白い指輪と微ナルシ
姉は探し物を手伝い、そしてうんざりする。
クレマチス王国。城下町にて。
俺は宿より遠い、クレマチス王国の奥の方に来ていた。
さっきより坂が多くなり、そして店も、住宅も無くなっていく。どうやらこの国の奥は、遊び場や憩いの場、それと墓場に使われているらしい。
現に今も、墓に祈っている爺さんを見つけた。
「…………」
その爺さんから視線を外し、また歩き始める。
まだ昼なのか、恐ろしい雰囲気は一切なかった。しかしそれとは別に、ここは哀しみに溢れていて、とても寂しい気持ちになる。
「……」
今度はお婆さんと子供が墓に向かってお祈りしていた。
しかし子供はニコニコと笑っており、祈りが終わった後、早く帰ろうと急かしている。
……子供の時はそういうのだから、別に咎めたりはしないんだけどな。あの子供も、成長すればこれがどんなに哀しいことか、わかるであろう。
お婆さん達が完全に去っていったのを確認してから、俺はお婆さん達がお祈りしていた墓の前に立った。
墓石には『享年 XXX ルージュ・ランムトン』と彫られており、年季が入っているのか、所々汚れていたり、墓石が欠けていた。
「………………」
ーーーこの人はどうやって死んだのだろう。
ジッと墓石を見つめていたら、不意にそんなことが浮かんだ。
このルージュ・ランムトンはどうやって死んだ?
どうやって殺された?
どうやって事故に遭った?
どのように殺された?どのような肉塊になった?どのような武器で死んだ?
自殺?電車に引き摺られて?それとも薬物で体の内側からビキビキにぶっ壊されて破裂した?

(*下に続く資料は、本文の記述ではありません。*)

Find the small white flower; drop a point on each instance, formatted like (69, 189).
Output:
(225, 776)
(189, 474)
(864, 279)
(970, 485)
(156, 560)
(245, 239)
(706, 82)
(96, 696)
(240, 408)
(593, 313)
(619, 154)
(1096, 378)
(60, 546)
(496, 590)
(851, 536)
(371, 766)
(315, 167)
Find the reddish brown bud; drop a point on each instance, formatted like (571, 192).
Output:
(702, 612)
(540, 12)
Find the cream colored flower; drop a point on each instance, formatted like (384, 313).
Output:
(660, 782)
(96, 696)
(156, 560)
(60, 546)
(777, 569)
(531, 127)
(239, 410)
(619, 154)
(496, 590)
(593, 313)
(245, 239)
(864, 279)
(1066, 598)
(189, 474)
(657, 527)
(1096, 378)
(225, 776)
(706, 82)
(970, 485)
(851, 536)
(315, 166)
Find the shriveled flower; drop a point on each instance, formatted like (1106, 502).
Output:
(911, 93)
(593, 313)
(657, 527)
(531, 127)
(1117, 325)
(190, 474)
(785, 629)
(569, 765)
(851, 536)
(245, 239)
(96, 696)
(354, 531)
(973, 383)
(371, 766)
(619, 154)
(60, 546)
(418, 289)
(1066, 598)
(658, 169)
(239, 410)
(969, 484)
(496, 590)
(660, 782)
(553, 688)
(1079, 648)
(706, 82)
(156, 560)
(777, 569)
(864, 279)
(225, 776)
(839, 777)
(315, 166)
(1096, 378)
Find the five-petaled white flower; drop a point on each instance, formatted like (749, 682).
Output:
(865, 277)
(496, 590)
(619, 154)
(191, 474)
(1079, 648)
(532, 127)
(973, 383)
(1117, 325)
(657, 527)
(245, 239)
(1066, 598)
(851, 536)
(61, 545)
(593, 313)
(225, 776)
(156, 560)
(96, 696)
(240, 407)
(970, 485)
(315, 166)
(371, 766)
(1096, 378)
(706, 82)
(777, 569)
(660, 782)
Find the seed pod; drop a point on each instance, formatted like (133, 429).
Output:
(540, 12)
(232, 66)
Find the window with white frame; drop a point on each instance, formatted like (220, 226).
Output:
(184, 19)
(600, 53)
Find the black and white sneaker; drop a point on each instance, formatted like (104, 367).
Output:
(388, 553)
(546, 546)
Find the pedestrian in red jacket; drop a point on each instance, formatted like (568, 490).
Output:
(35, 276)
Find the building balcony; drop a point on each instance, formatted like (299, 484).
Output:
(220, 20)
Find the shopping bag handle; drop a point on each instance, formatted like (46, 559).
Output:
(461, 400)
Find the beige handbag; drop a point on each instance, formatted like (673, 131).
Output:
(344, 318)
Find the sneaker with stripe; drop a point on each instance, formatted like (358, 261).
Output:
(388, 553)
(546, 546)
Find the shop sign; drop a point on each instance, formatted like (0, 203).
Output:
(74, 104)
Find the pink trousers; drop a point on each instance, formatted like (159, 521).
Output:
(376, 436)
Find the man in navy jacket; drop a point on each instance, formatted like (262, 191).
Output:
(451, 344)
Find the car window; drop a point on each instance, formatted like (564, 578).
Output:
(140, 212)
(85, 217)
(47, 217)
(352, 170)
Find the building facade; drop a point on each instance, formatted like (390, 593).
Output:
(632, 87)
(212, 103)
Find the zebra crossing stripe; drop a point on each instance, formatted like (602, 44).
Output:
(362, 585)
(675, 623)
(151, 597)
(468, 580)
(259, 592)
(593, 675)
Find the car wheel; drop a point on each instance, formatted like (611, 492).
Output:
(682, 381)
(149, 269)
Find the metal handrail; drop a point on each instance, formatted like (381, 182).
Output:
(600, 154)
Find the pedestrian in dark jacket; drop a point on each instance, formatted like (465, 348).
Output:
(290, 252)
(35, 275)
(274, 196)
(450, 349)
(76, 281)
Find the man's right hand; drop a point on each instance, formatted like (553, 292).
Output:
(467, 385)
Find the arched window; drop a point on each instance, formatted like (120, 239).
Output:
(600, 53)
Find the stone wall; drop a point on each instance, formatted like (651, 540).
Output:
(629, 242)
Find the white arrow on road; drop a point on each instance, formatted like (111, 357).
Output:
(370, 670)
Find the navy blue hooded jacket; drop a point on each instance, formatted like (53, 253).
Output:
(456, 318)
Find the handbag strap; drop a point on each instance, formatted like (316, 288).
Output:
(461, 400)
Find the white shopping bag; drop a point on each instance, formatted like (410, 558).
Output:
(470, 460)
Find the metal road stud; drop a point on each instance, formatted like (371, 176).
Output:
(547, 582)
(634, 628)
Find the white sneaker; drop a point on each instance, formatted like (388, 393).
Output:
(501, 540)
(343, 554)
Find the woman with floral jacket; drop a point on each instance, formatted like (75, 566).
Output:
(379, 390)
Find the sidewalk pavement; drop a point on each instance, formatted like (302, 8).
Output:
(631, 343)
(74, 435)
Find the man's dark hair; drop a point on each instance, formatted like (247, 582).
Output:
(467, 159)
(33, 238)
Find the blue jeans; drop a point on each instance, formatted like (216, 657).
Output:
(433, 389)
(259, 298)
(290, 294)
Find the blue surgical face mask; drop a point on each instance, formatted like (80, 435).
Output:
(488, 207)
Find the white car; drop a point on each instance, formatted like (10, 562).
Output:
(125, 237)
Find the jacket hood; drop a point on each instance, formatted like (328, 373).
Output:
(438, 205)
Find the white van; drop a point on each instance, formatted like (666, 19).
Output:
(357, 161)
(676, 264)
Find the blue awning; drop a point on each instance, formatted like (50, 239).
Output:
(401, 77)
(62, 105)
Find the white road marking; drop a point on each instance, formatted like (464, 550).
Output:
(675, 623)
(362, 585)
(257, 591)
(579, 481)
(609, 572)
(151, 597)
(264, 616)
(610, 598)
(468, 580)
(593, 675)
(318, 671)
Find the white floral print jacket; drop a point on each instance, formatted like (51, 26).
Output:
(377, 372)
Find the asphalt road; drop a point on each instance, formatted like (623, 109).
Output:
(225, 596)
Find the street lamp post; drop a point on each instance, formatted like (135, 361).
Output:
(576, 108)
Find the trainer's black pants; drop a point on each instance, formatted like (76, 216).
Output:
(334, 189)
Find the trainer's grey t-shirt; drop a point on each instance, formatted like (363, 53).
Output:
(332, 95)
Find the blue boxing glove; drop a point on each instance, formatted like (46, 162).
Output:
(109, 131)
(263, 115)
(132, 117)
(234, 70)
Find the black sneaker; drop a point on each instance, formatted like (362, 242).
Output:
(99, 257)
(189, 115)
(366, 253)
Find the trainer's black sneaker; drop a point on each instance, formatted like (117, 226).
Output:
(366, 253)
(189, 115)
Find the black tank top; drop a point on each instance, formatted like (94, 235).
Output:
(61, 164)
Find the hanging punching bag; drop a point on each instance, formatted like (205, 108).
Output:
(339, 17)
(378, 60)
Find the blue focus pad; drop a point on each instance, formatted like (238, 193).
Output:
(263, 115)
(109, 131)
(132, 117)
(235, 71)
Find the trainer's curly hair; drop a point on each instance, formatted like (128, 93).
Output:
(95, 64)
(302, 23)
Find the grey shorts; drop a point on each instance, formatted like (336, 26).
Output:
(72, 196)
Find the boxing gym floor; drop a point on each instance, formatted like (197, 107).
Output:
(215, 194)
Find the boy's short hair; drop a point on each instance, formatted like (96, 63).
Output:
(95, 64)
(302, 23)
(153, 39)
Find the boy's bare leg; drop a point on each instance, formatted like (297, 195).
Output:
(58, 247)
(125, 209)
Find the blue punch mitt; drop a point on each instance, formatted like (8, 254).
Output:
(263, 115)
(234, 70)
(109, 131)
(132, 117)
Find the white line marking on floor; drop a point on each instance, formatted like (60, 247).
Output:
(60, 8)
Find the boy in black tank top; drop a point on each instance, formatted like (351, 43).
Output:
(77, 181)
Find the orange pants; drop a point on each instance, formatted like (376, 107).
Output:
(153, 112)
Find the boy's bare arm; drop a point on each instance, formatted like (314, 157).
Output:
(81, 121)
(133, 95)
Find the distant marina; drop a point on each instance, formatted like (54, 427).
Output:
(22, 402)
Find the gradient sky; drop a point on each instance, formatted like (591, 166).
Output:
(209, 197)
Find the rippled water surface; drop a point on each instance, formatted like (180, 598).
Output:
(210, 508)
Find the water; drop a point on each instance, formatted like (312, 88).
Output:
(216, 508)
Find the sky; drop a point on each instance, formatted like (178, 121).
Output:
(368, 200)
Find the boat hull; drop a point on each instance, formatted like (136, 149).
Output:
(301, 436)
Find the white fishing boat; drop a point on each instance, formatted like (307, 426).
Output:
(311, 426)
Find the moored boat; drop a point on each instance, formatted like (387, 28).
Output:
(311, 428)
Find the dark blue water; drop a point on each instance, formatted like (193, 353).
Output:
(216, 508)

愛する人に首を絞められた?ただの愉快犯に殺された?いつ?夜?深夜?日没頃?路地裏で?見晴らしのいいところで?家の中で残虐に?
家族は火事になって皆死んだ?ならあの二人は誰?奇跡的に生き残った?息の量は多かったか、息をする時間は長かったのか最後に何と呟いていたのか最後は一人で寂しく永遠に死んでいったのか誰かを巻き込んで強制的に死なせたか重さのある鈍器で何度も殴られたのかただ絡まれて死ぬまで殴られ続けたのか自分が罪を犯して処刑したとか誰かに強姦され何度もーーーー。
「……?」
俺は今、何を考えていた?
何故死んだ奴の末路を考え始めた。
おかしいだろ。これじゃあ俺が変人みたいじゃないか。
こんな辛気臭い所にいるから、あんなことを考えたのか?だからこういう薄気味悪い所は嫌なんだ。まだ昼だけど。
ここは早く去った方が良さそうだな。気分悪くなってミソラのようになったら、また城に行く日が延期になっちまうし。なるべく早く助けたいし殴りたい。
……あれ、てか何で俺こんな奥の所にいるんだ?宿の周りを散策するつもりだったのに、ここまで来る必要ないだろ。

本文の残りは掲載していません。